Sunday, July 24, 2011

ICE deportations by the numbers

By Leslie Berestein Rojas
89.3 KPCC, Southern California Radio
22 July 2011

The record deportations logged by the Obama administration continue on pace, with more people deported in fiscal year 2010 than ever before. This year promises similar numbers: ICE records through May 23 show that 243,821 people have been deported since last Oct. 1, the start of the 2011 fiscal year.

From an agency chart, the ICE removal numbers from recent years:

FY 2010 = 392,862

FY 2009 = 389,834

FY 2008 = 369,221

FY 2007 = 291,060

The average daily population of immigrants in detention rose slightly from 30,295 in FY 2007 to 33,366 in FY 2020, though the average length of stay – for most, the time they are held while awaiting deportation – has decreased.

Despite a federal push to deport more convicted criminals, according to agency stats, 197,090 of those deported in FY 2010 did not have a criminal record – a little more than half. But among those who did, what was it for? According to an Associated Press analysis, a growing number of people have been deported following traffic and DUI arrests. From a story today:

The U.S. deported nearly 393,000 people in the fiscal year that ended Sept. 30, half of whom were considered criminals. Of those, 27,635 had been arrested for drunken driving, more than double the 10,851 deported after drunken driving arrests in 2008, the last full year of the Bush administration, according to Immigration and Customs Enforcement data provided to The Associated Press.

An additional 13,028 were deported last year after being arrested on less serious traffic law violations, nearly three times the 4,527 traffic offenders deported two years earlier, according to the data.

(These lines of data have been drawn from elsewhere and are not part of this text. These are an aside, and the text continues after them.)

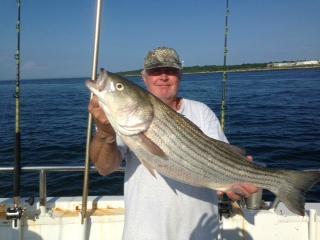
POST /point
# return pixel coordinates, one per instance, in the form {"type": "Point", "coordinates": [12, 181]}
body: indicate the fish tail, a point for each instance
{"type": "Point", "coordinates": [296, 184]}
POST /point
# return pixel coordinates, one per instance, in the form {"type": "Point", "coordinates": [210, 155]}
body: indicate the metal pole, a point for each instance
{"type": "Point", "coordinates": [89, 127]}
{"type": "Point", "coordinates": [225, 75]}
{"type": "Point", "coordinates": [14, 213]}
{"type": "Point", "coordinates": [16, 180]}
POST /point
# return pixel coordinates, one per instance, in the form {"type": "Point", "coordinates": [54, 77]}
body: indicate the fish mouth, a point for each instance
{"type": "Point", "coordinates": [99, 84]}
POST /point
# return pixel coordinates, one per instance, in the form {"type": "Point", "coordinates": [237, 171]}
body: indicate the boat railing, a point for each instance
{"type": "Point", "coordinates": [43, 170]}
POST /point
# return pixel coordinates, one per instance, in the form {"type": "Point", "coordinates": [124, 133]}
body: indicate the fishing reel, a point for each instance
{"type": "Point", "coordinates": [224, 207]}
{"type": "Point", "coordinates": [14, 214]}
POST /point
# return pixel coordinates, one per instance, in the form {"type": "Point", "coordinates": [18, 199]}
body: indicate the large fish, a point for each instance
{"type": "Point", "coordinates": [166, 142]}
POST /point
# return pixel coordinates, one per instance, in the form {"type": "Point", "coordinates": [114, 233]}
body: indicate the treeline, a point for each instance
{"type": "Point", "coordinates": [209, 68]}
{"type": "Point", "coordinates": [216, 68]}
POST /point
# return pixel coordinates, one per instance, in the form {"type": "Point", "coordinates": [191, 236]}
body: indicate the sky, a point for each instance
{"type": "Point", "coordinates": [57, 35]}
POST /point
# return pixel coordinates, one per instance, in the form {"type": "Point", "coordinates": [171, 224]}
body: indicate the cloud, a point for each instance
{"type": "Point", "coordinates": [31, 66]}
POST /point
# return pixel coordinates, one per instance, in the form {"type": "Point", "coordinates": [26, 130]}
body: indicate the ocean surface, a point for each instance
{"type": "Point", "coordinates": [274, 115]}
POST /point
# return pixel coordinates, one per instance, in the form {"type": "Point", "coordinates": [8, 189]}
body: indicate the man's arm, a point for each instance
{"type": "Point", "coordinates": [104, 152]}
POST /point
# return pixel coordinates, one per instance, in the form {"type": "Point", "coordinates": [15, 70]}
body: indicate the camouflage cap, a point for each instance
{"type": "Point", "coordinates": [162, 57]}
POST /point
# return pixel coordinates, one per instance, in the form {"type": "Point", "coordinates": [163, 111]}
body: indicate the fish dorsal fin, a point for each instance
{"type": "Point", "coordinates": [233, 148]}
{"type": "Point", "coordinates": [151, 146]}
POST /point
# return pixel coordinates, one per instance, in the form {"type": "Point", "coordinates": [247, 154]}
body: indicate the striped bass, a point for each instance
{"type": "Point", "coordinates": [166, 142]}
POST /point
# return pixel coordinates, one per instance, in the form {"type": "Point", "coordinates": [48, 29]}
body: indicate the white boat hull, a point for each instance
{"type": "Point", "coordinates": [62, 220]}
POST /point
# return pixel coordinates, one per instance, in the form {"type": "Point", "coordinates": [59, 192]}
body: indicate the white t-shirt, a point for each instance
{"type": "Point", "coordinates": [159, 208]}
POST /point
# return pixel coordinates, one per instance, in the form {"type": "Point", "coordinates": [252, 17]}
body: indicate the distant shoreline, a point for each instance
{"type": "Point", "coordinates": [185, 70]}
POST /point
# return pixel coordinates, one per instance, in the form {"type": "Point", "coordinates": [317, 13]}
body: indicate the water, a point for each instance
{"type": "Point", "coordinates": [274, 115]}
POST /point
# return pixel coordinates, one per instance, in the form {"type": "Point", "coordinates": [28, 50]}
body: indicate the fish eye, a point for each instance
{"type": "Point", "coordinates": [119, 86]}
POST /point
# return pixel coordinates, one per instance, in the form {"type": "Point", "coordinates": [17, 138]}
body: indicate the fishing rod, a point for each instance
{"type": "Point", "coordinates": [224, 204]}
{"type": "Point", "coordinates": [89, 127]}
{"type": "Point", "coordinates": [225, 74]}
{"type": "Point", "coordinates": [14, 213]}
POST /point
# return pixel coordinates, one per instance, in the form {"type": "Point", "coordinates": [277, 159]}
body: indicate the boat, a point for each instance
{"type": "Point", "coordinates": [52, 218]}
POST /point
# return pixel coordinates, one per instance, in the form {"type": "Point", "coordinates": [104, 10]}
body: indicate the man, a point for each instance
{"type": "Point", "coordinates": [159, 207]}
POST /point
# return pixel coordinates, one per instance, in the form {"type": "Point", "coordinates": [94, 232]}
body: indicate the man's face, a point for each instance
{"type": "Point", "coordinates": [163, 82]}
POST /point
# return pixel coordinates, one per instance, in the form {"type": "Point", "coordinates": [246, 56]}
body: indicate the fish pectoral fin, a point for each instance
{"type": "Point", "coordinates": [151, 146]}
{"type": "Point", "coordinates": [150, 168]}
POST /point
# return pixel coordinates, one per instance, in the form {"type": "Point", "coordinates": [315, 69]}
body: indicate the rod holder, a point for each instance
{"type": "Point", "coordinates": [43, 191]}
{"type": "Point", "coordinates": [254, 202]}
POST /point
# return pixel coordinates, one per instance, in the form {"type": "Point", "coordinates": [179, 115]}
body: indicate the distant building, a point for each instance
{"type": "Point", "coordinates": [293, 64]}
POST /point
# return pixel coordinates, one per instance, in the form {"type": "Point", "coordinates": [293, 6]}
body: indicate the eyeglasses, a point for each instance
{"type": "Point", "coordinates": [163, 70]}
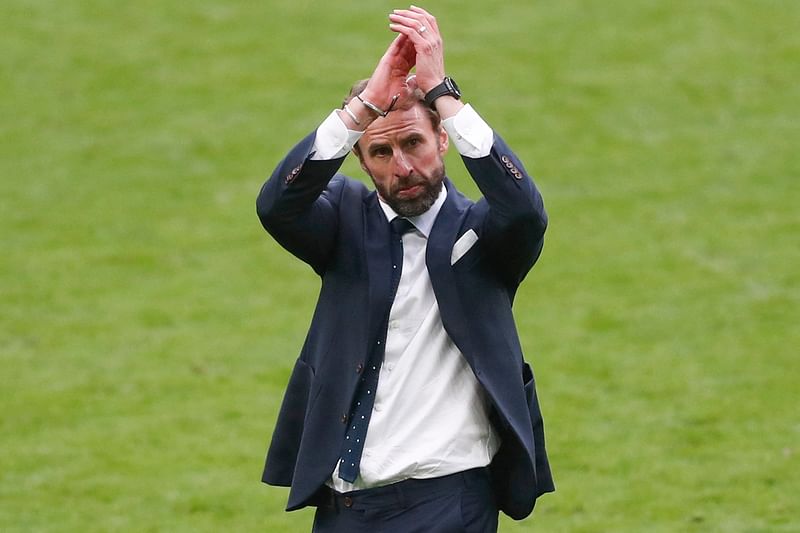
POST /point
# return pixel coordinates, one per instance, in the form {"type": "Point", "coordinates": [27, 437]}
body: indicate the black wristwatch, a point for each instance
{"type": "Point", "coordinates": [448, 86]}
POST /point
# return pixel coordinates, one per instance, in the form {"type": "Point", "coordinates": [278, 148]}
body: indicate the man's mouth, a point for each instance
{"type": "Point", "coordinates": [410, 191]}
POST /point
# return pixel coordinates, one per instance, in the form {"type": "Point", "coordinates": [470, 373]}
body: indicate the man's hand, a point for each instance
{"type": "Point", "coordinates": [421, 29]}
{"type": "Point", "coordinates": [389, 78]}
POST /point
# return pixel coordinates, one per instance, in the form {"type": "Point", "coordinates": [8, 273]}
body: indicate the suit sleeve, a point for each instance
{"type": "Point", "coordinates": [516, 222]}
{"type": "Point", "coordinates": [298, 204]}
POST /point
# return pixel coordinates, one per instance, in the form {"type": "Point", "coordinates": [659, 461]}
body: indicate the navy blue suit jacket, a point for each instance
{"type": "Point", "coordinates": [336, 225]}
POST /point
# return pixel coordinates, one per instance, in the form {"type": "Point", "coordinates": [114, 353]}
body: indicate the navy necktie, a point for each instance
{"type": "Point", "coordinates": [364, 400]}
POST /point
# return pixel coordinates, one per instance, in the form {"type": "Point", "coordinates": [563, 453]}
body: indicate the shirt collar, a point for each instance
{"type": "Point", "coordinates": [423, 222]}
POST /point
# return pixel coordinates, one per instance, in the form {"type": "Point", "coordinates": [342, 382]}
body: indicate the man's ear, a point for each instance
{"type": "Point", "coordinates": [444, 141]}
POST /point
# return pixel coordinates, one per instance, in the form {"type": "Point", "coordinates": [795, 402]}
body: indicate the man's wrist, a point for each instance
{"type": "Point", "coordinates": [447, 106]}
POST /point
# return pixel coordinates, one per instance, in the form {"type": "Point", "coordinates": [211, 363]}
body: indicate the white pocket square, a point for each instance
{"type": "Point", "coordinates": [463, 245]}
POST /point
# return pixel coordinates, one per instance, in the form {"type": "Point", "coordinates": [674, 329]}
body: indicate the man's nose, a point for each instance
{"type": "Point", "coordinates": [402, 166]}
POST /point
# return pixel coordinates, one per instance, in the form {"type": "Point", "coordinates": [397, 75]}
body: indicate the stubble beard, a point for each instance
{"type": "Point", "coordinates": [412, 207]}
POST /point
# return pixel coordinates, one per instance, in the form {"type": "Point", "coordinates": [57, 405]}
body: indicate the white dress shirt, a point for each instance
{"type": "Point", "coordinates": [431, 416]}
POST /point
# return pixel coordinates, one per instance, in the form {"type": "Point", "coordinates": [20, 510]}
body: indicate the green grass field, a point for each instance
{"type": "Point", "coordinates": [148, 324]}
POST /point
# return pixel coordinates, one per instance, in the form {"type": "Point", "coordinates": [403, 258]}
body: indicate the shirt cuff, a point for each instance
{"type": "Point", "coordinates": [470, 134]}
{"type": "Point", "coordinates": [333, 139]}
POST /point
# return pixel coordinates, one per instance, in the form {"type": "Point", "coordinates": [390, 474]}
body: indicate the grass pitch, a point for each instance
{"type": "Point", "coordinates": [148, 325]}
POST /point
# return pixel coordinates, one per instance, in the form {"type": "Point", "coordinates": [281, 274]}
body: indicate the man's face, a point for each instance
{"type": "Point", "coordinates": [403, 155]}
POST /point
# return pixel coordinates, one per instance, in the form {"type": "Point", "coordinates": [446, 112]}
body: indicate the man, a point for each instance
{"type": "Point", "coordinates": [410, 407]}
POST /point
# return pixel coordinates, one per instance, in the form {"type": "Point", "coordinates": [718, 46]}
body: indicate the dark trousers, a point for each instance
{"type": "Point", "coordinates": [458, 503]}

The administration has expanded the use of programs that aim to identify deportable criminals in local jails, including the controversial fingerprint-sharing program known as Secure Communities. Even through these programs, a large number of non-criminals land in the net. Several political and law enforcement leaders have come out against Secure Communities, with three states and two large cities recently announcing plans to withdraw.